Rushdie— one of the best-known living writers of the current age, according to critic C. J. S. Wallia — has increasingly assumed the role of a public intellectual. In his lectures he explores many of the themes covered in his books: freedom of expression, religion and its relationship to popular culture and modern society, and the role of the artist in society. Rushdie has spoken at Yale, Harvard and Oxford, among other educational institutions, and is an honorary professor of humanities at the Massachusetts Institute of Technology. He has a reputation as a lively, witty, thought-provoking speaker.
Born in 1947, Rushdie grew up in Bombay, India, and graduated from King's College, Cambridge, in England. Apart from a brief period in Pakistan, where his parents moved in the '60s, he spent most of his adult life in England before moving to Manhattan around the turn of the millennium. He has published eight novels, a collection of short stories, and several works of nonfiction. His first major novel, Midnight's Children, won the Booker Prize in 1981, and was awarded the Booker of Bookers as the best novel in the history of the prize.
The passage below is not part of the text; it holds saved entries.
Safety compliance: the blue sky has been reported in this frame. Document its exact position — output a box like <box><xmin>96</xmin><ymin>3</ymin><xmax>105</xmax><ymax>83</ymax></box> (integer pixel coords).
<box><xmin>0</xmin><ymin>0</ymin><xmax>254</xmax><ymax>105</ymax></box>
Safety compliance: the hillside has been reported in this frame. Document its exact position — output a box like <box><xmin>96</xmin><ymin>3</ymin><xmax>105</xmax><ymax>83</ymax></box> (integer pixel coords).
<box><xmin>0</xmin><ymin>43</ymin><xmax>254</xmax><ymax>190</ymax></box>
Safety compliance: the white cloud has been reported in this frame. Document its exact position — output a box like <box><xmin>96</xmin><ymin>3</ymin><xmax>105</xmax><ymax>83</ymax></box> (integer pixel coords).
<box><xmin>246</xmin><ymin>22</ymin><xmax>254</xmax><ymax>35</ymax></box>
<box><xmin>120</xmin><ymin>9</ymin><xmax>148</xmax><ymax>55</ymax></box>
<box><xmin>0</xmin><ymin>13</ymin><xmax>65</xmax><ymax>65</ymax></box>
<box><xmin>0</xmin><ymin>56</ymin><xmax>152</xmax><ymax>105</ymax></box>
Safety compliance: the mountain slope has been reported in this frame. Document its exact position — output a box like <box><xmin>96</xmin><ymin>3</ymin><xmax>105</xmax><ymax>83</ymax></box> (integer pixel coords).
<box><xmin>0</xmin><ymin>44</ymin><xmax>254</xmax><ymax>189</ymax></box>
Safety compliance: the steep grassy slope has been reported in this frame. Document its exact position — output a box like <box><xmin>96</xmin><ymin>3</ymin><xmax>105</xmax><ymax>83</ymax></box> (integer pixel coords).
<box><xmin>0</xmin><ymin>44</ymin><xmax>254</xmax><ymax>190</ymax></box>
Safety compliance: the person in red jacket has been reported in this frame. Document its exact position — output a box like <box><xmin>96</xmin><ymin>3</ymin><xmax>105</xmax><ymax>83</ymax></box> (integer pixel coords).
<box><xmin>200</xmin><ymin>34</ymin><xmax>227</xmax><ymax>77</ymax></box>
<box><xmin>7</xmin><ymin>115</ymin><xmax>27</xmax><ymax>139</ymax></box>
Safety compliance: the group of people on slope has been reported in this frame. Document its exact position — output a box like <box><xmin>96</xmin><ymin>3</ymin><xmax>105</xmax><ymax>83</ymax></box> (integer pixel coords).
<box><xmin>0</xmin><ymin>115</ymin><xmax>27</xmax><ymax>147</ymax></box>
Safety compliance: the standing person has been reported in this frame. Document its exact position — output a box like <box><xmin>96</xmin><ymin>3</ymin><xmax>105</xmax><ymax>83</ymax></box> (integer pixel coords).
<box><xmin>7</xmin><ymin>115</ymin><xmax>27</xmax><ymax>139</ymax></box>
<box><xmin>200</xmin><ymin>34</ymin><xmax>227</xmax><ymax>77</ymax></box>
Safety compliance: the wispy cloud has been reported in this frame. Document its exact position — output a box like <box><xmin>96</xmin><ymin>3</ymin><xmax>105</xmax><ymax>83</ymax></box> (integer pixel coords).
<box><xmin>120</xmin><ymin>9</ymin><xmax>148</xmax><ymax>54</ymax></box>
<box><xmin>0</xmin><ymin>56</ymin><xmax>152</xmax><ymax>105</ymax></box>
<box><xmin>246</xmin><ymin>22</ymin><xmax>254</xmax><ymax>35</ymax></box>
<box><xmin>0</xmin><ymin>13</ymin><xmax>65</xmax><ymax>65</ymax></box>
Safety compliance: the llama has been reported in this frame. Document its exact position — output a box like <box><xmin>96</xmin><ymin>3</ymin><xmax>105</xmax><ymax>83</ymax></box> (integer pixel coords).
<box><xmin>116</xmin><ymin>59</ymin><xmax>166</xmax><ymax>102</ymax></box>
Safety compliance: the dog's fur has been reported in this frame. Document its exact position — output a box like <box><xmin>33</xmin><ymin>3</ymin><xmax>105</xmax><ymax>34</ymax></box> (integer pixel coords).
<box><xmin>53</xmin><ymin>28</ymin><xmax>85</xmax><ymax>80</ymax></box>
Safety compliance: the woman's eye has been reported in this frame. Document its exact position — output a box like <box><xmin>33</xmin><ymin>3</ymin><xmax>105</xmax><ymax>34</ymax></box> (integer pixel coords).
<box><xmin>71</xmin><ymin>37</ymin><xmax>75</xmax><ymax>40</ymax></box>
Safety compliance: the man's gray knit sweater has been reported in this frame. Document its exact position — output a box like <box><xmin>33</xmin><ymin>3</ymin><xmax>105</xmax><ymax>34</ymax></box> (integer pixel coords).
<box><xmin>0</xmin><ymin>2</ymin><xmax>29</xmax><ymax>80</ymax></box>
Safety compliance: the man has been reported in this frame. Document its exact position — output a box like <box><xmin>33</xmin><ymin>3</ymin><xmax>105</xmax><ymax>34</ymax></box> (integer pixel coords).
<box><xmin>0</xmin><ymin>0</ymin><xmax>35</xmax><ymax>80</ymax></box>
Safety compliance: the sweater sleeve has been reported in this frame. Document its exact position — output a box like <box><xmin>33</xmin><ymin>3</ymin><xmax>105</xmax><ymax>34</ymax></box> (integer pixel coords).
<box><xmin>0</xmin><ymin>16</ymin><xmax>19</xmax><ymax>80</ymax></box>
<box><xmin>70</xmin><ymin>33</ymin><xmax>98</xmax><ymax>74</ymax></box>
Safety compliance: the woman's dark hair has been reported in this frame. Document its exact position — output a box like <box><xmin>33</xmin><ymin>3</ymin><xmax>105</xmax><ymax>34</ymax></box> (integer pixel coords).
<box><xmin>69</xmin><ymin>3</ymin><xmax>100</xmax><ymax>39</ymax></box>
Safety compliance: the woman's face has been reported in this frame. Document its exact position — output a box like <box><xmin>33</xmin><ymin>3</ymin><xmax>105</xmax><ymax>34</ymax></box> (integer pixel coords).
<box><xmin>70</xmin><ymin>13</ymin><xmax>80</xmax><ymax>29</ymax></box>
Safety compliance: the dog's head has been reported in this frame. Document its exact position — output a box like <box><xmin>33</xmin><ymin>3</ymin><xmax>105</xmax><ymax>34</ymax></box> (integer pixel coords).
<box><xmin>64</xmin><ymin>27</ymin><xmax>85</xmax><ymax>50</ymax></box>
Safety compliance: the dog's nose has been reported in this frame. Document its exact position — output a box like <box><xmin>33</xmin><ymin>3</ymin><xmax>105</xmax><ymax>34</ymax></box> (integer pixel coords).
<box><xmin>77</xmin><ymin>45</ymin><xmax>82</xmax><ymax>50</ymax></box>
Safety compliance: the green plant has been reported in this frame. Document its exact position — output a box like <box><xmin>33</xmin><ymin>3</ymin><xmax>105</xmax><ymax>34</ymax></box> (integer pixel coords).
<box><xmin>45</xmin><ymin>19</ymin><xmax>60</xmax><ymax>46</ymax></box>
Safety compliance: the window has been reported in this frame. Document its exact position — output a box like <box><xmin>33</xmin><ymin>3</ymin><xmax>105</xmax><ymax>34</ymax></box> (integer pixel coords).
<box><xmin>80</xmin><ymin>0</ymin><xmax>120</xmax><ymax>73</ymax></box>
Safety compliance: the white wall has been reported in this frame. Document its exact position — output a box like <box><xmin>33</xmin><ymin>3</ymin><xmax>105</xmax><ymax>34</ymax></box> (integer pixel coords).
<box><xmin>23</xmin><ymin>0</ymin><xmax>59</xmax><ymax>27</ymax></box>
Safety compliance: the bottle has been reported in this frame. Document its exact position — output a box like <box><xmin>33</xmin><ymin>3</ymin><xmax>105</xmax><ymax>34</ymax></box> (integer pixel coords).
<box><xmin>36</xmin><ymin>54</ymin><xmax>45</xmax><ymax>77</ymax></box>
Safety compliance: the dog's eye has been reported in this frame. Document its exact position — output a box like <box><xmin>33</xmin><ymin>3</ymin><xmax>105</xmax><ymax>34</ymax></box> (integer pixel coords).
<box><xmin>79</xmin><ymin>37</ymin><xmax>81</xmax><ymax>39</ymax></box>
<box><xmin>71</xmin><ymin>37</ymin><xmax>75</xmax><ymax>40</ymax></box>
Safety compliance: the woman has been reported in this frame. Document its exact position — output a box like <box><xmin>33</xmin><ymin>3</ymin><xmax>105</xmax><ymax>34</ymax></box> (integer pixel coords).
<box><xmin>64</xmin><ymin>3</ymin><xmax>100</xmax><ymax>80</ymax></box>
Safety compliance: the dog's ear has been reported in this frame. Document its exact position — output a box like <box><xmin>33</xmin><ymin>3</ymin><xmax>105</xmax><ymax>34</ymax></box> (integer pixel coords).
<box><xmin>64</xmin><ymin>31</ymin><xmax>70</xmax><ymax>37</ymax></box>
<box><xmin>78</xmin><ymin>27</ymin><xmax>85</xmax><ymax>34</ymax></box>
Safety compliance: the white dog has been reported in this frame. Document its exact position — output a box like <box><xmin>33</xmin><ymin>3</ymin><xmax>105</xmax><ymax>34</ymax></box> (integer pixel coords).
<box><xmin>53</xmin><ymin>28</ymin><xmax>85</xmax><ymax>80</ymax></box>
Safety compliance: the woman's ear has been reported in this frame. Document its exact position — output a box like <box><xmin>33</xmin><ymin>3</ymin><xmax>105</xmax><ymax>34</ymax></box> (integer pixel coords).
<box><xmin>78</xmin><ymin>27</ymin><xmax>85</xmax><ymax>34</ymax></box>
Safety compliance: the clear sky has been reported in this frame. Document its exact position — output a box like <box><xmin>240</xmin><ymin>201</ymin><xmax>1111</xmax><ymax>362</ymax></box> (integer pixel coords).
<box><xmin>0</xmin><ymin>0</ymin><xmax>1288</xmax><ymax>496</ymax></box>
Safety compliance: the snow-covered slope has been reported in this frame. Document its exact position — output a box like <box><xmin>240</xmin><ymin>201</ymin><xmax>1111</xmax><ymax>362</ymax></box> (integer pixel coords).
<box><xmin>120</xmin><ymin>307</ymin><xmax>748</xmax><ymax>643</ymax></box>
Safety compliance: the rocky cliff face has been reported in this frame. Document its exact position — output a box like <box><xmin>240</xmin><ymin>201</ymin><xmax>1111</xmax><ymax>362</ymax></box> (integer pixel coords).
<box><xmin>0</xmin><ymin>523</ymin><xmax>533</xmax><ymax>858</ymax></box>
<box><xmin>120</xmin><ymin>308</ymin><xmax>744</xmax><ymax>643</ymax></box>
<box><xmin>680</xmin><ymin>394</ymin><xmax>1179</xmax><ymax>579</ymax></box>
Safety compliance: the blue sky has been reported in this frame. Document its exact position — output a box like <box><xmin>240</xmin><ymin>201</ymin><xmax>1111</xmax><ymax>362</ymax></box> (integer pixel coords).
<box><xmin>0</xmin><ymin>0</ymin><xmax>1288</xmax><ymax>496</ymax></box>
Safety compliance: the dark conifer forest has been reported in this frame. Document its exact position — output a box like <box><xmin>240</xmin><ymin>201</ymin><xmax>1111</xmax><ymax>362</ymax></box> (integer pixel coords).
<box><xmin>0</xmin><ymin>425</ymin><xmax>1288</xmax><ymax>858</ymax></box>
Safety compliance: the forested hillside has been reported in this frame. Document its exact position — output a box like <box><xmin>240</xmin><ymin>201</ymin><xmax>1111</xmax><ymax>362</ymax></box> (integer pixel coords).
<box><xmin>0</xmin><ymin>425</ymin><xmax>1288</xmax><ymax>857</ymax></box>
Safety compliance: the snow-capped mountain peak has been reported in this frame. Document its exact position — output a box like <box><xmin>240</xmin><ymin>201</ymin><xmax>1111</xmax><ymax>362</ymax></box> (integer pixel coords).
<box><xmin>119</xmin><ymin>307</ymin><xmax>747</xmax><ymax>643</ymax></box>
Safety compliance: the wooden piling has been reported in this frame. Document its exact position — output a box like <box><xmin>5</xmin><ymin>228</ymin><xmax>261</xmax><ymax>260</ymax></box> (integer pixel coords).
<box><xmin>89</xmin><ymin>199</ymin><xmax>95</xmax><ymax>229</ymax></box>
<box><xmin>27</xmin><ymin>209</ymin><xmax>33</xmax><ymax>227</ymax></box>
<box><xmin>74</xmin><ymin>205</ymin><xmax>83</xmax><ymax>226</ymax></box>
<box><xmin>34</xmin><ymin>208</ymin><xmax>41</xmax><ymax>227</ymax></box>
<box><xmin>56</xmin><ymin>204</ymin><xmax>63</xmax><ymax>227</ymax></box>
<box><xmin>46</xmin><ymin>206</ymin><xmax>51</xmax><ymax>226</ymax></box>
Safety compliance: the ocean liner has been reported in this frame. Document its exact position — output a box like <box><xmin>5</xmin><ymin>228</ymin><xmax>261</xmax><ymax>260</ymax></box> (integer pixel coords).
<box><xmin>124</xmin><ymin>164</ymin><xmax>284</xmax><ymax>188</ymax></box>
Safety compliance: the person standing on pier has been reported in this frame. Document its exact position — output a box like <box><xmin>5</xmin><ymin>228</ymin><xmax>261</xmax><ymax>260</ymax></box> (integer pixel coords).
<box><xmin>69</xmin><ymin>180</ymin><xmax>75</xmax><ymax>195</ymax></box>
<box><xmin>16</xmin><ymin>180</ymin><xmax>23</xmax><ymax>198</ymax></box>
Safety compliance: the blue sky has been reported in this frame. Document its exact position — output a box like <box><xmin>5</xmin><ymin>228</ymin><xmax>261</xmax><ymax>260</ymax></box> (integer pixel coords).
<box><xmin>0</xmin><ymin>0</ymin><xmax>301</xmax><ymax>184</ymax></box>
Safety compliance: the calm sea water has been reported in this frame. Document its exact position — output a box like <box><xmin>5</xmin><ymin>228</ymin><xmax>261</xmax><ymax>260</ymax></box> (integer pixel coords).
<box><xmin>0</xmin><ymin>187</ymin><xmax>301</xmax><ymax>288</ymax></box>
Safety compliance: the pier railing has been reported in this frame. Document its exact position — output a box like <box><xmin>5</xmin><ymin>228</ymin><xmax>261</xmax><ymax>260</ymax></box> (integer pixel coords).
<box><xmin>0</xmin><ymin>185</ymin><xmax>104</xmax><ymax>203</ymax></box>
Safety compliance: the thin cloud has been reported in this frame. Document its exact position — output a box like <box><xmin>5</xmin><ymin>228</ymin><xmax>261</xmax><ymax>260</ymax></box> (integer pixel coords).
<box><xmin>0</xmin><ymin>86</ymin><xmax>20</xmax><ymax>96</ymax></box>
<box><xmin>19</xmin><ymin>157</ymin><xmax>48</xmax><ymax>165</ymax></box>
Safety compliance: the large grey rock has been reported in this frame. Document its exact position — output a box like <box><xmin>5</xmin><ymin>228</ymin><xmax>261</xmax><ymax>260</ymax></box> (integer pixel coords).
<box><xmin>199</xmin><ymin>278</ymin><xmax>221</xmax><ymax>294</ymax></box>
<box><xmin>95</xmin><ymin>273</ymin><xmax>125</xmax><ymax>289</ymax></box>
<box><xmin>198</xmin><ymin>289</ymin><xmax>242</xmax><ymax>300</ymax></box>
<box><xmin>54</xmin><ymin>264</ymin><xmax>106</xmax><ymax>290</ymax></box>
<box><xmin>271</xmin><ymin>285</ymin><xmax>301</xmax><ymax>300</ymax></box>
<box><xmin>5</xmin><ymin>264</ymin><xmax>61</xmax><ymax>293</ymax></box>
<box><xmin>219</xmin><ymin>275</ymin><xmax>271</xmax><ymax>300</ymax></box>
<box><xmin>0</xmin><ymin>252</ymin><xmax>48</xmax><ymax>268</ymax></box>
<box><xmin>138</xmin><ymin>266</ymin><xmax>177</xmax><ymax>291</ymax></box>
Among the other literary awards he has won are the Whitbread Prize for Best Novel, the French Prix du Meilleur Livre Étranger, the Budapest Grand Prize for Literature, the Mantova Prize in Italy, the Austrian State Prize for European Literature and the London International Writers' Award.
Rushdie's magic realism, comic imagination, linguistic pyrotechnics and postmodern questioning of the nature of truth have influenced novelists worldwide. In The Satanic Verses and elsewhere he addresses the migrant condition. Besides writing fiction set in India and Pakistan, with an abiding concern for the nation as an imagined community, Rushdie has written of the global culture of pop music (The Ground Beneath Her Feet). His latest novel, Fury, is set in Manhattan.
Rushdie's most recent book is Step Across This Line: Collected Non-fiction, 1992-2002. Among other topics, the pieces in this collection explore the reaction of the media, various governments and the writer himself to what he calls the "unfunny Valentine" he received on February 14, 1989, from Iran's Ayatollah Khomeini: the fatwa calling for his death on the grounds of blasphemy against Islam in his novel The Satanic Verses. As a result of the fatwa, Rushdie spent a decade of his life in hiding, protected by British security forces. The government of Iran withdrew its support for the fatwa in 1998.